Problems with Cloudflare Bot Blocking
Cloudflare is very fast to sell you automated “bot” blocking services. These are aimed at blocking malicious requests to your site. However these services have a major problem. In the interest of simplicity the services are far too blunt. I have seen a number of cases of this breaking websites for legitimate visitors.
- Blocking assets such as JS, CSS and images with CAPTCHA challenges. These resources obviously can not be solved as the browser will discard the result as it has the wrong content type. I have even seen this occur with requests using SRI, resulting as a hash mismatch.
- Blocking desirable automated traffic. For example their own blog feed https://blog.cloudflare.com/rss/ returns an HTTP 503 from many public Cloud addresses. For example I run FeedMail on DigitalOcean and whenever I get a new IP there is a good chance that Cloudflare will start blocking me from checking their blog. (FeedMail implements exponential backoff on failure so I am only checking once a week from that IP.)
What’s worse is that for almost all cases these requests are completely harmless. They are requesting public, cacheable assets. There is no reason to deny the request! The information is not sensitive so there is no need for scraping protection and the files are not particularly large so blocking the request is nearly as expensive as just serving it. In fact rending a CAPTCHA is likely more expensive than just serving the request from cache!
So if you do use Cloudflare (it is a very nice low-cost CDN) I recommend you do the following:
- Exempt as much as possible from the automatic blocking rules. This can be tricky as even cacheable requests can be abused by adding query parameters to avoid the cache. At the very least try to exclude robot-targeted resources such as RSS feeds.

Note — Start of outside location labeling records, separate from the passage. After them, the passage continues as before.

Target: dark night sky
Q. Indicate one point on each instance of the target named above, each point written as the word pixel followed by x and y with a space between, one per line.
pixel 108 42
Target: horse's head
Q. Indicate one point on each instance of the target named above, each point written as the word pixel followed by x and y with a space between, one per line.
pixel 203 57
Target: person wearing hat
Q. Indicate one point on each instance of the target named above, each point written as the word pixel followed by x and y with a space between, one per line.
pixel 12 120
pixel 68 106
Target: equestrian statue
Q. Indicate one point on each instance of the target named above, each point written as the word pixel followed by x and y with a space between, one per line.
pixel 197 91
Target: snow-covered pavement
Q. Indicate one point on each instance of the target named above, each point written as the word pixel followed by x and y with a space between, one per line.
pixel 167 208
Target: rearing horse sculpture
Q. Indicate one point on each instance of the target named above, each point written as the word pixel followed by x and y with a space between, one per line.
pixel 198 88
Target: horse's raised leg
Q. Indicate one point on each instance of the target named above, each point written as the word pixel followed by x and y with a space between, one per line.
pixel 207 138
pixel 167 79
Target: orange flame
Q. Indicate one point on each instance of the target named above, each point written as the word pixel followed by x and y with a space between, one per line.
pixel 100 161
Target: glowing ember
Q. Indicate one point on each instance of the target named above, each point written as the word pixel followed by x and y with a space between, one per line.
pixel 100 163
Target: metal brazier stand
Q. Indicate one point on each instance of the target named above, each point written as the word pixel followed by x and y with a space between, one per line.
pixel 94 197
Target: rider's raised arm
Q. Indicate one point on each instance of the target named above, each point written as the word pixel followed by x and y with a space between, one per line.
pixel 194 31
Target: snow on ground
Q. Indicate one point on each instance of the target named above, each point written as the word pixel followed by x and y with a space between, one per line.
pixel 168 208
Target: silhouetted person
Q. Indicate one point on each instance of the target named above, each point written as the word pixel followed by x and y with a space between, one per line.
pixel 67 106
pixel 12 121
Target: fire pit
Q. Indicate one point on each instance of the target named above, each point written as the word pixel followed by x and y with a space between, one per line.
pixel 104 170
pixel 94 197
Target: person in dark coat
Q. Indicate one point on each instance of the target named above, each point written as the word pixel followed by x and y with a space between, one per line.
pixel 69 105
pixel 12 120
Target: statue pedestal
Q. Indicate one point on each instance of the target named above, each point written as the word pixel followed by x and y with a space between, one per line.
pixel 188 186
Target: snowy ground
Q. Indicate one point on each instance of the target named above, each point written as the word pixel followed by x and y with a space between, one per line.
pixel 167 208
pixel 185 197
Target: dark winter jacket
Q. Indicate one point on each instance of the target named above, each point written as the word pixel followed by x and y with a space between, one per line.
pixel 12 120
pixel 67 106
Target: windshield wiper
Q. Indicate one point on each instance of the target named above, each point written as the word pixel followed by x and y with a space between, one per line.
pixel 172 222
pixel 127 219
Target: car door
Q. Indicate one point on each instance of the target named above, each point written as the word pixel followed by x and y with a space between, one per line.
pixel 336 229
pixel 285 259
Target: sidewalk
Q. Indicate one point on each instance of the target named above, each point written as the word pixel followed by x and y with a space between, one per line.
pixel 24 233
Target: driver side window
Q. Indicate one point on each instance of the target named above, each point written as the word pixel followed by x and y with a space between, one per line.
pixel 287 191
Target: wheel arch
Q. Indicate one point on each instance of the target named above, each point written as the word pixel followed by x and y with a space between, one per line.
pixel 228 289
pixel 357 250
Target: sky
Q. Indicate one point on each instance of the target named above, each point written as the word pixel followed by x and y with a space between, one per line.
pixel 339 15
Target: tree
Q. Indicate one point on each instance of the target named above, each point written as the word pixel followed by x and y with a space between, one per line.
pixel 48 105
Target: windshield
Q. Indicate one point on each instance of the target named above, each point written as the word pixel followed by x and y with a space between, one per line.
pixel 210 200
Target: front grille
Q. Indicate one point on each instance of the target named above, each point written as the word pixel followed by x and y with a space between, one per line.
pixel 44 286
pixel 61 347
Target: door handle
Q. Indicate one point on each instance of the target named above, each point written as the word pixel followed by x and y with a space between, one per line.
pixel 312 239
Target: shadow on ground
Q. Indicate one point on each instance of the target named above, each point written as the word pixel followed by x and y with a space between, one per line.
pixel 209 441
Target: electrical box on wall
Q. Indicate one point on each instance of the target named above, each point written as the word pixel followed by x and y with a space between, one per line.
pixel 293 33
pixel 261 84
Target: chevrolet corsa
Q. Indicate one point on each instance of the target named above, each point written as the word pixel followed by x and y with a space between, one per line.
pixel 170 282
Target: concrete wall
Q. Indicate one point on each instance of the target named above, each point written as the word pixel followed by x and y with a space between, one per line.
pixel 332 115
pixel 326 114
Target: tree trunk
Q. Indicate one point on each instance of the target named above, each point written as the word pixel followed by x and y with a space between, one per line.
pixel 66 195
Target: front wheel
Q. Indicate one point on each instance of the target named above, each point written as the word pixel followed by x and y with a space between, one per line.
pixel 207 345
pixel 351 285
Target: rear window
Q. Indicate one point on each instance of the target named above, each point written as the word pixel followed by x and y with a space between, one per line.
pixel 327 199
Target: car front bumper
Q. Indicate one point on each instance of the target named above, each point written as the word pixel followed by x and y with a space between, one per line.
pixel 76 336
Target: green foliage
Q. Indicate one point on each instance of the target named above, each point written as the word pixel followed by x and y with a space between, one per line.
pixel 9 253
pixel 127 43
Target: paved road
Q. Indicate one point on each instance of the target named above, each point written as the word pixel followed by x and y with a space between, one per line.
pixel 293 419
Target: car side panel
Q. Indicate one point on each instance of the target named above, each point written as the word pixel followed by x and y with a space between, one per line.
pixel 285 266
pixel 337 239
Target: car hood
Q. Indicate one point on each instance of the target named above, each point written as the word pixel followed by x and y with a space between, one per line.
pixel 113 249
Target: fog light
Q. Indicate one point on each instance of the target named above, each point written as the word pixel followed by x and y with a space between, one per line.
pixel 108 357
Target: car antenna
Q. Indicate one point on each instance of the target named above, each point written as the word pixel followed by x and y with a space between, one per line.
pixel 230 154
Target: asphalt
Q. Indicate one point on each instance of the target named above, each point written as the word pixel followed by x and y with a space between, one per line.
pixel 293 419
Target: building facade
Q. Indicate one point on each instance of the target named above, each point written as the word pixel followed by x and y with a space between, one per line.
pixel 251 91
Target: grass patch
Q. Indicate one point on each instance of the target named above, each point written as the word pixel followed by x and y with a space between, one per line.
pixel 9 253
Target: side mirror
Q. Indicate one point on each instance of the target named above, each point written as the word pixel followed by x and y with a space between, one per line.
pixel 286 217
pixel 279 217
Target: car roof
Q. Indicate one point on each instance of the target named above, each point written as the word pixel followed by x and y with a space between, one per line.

- Use a lower protection level to reduce the block rate. Choosing this level can be tricky, Cloudflare provides very little guidance and the blocking analytics (at least on the free plan) are very primitive.
But at the end of the day there is only so much a customer can do. I would love to see the following improvements from Cloudflare:
- Provide an option to avoid blocking on a hot cache. If a website isn’t trying to prevent scraping there is no harm to serving from cache. To take this a step further they could avoid blocking popular URLs that are known to be cacheable. For example: even if the RSS feed isn’t currently in the cache it is a known “safe” URL so it doesn’t hurt to request it once and pull it into the cache again.
- Reduce likelihood of blocking resource requests. There is no option for a CAPTCHA to be presented here so it would be preferable to serve the CAPTCHA for the top-level HTML where the CAPTCHA or automatic browser can actually be completed. This sometimes isn’t possible if the domain in question is only used for assets (not allowed on the free plan anyways) but in that case you probably want to turn the bot protection “Essentially Off” anyways.
To take a step back it appears that Cloudflare is trying to solve a couple of main problems with one solution, resulting it doing a suboptimal job.
- DoS Attack Protection.
- Brute-Force Attack Protection.
- Spamming Prevention.
- Scraping Prevention.
However these are mostly distinct requirements. I think that most sites need 1, some need 2 and 3, while few need 4. It would be great if Cloudflare would ask you which problems you are concerned about. For FeedMail I am only worried about 1. I have my own, more precise, protection against 2, while 3 and 4 are non-issues for my site. If we consider the Cloudflare Blog example 1 is also the only concern. However at their scale it may make sense to just absorb extra traffic in which case they can get away with none of the above. In any case it seems that the RSS fetch was likely blocked as scraping prevention. Since that is not the desired goal turning it off would avoid the issue.
Overall I think that Cloudflare is a good service, but it is important to remember that any time you attempt to block unwanted request you will also be blocking some portion of desirable traffic as well. If Cloudflare themselves can’t ensure that their own blog’s RSS feed is accessible it is clear Cloudflare isn’t trivial to use correctly.